Like many of history’s struggling writers, Cervantes could not make a living solely on his creative efforts. He knocked around in a series of jobs, including accountant, tax collector, and purchasing agent for the Spanish navy. He declared bankruptcy and endured two more stints in prison (1597 and 1602) due to irregularities with the accounts he was responsible for.

Five centuries ago, people were shorter, as evidenced by the beds in this sleeping area.

In the time of Cervantes, God was ever-present to the people of Alcalá de Henares, Spain.

Curtains could be drawn for privacy in this bedroom.

And while it is obvious now, Cervantes’ life at the time did not appear as though it were set upon the road of literature. But his experiences in the military, in prison, struggling in jobs, and persevering against a difficult life provided the spark for his now-famous character Don Quixote (who is thought to have been inspired by his wife’s uncle, Alonso de Quesada y Salazar).

The kitchen, like this one in the Cervantes home, was a focal point then as it would be today. Warmth, food, and the aroma of cooking food has always drawn people together.

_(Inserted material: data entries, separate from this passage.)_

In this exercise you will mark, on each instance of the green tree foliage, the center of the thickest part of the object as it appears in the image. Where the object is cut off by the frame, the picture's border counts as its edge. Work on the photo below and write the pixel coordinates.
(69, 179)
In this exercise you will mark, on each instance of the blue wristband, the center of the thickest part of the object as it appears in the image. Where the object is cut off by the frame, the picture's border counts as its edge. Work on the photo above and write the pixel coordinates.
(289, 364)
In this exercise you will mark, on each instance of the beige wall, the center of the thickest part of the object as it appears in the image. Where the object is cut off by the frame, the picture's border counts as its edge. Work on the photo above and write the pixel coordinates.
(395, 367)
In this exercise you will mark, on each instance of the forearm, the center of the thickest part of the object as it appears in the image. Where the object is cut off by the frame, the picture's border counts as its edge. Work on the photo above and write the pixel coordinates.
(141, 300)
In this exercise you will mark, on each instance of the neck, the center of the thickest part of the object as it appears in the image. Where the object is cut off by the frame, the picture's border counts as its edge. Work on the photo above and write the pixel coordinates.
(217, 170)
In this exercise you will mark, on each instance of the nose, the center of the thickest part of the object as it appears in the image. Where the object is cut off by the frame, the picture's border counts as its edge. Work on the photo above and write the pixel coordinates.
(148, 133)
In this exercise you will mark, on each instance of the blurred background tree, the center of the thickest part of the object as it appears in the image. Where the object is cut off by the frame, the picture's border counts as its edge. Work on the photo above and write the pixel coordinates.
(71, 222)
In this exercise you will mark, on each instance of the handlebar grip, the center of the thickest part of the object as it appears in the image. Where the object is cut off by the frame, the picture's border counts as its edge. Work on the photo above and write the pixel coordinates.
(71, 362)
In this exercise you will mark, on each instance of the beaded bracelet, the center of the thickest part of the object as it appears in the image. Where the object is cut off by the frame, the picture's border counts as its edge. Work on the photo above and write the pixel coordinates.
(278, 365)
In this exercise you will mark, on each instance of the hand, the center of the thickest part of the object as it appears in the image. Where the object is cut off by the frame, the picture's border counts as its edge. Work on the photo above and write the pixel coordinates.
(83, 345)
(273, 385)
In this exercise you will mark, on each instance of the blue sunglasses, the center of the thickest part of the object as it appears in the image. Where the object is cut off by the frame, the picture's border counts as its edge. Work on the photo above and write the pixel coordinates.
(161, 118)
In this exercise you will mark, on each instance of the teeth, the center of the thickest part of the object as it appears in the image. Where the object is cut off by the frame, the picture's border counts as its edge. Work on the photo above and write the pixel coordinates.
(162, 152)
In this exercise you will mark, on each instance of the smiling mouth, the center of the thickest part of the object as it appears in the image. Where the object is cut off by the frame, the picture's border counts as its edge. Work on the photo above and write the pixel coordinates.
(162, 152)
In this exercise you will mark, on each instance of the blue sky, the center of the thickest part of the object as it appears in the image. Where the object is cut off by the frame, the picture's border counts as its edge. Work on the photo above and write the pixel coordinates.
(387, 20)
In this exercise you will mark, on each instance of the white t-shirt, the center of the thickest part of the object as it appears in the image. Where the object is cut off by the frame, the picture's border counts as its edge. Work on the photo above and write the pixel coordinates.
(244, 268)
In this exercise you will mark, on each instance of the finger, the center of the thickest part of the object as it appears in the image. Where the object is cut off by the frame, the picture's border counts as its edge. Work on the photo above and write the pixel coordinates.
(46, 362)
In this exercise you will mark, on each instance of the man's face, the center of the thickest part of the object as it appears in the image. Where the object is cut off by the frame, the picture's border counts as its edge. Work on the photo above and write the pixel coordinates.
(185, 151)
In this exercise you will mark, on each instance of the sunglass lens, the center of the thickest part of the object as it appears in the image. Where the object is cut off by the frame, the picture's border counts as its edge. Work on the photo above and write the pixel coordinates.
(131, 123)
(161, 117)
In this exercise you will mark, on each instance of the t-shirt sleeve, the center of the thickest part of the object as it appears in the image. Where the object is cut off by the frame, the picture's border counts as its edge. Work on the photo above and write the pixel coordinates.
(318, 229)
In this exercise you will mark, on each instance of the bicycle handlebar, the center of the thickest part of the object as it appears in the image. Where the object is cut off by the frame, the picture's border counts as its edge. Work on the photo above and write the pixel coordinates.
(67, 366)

There were likely many discussion around the Cervantes table about how a financially struggling family would make ends meet. Their middle child, Miguel Cervantes would go on to become one of the world’s most famous authors.

On the surface, Don Quixote is a straightforward tale of Alonso Quixano, who has gone mad but is determined to protect the idea of chivalry. He sets upon a quest hoping he can demonstrate that an honorable man is obligated to stand against injustice and protect the weak. As a literary device Cervantes creates the character Sancho Panza, a poor farmer persuaded to accompany Quixote and act as his squire. Sancho has as a keen rhetorical wit and through the expression of his doubts, enables Quixote to expound on the honor and worthiness of his pursuits. Cervantes’ work had such an impact that today’s vocabulary uses references from the novel, including “quixotic” to denote something extremely idealistic, impractical, and unrealistic. “Tilting at windmills” (at one point in the story Quixote hallucinated windmills as giants to be defeated through joust), is a popular phrase to describe taking on tasks that cannot be won.

This barley twist-leg inlay chest is an homage to Cervantes, and upon closer examination, scenes from Don Quixote can be seen in the panels.

The novel is actually two books. The first part was published in 1605 and mentioned a forthcoming volume. That prompted a charlatan to pen a follow up edition and claim to be Cervantes. But the great writer came out with the second book in 1615 and cemented his reputation as Spain’s greatest writer.

This piece in the center of the room served for what might have been a barber’s chair back in Cervantes’ day.

Cervantes died in April 1616 in Madrid, having never returned to Alcala de Henares. Nevertheless, the city celebrates him as their most famous son, where the family home is preserved and statutes to honor him are found in the city.

A world traveler waves to the crowd, just as Cervantes does, while faithful companion Sancho Panza keeps his distance.

At the time of his birth, absolutely no one would have or could have predicted that Miguel Cervantes would become one of the greatest writers of all time. But through determination and a willingness to embark upon his own quixotic adventure and tilt at the windmills in front of him, Cervantes demonstrated how well he drew from the wellspring of knowledge.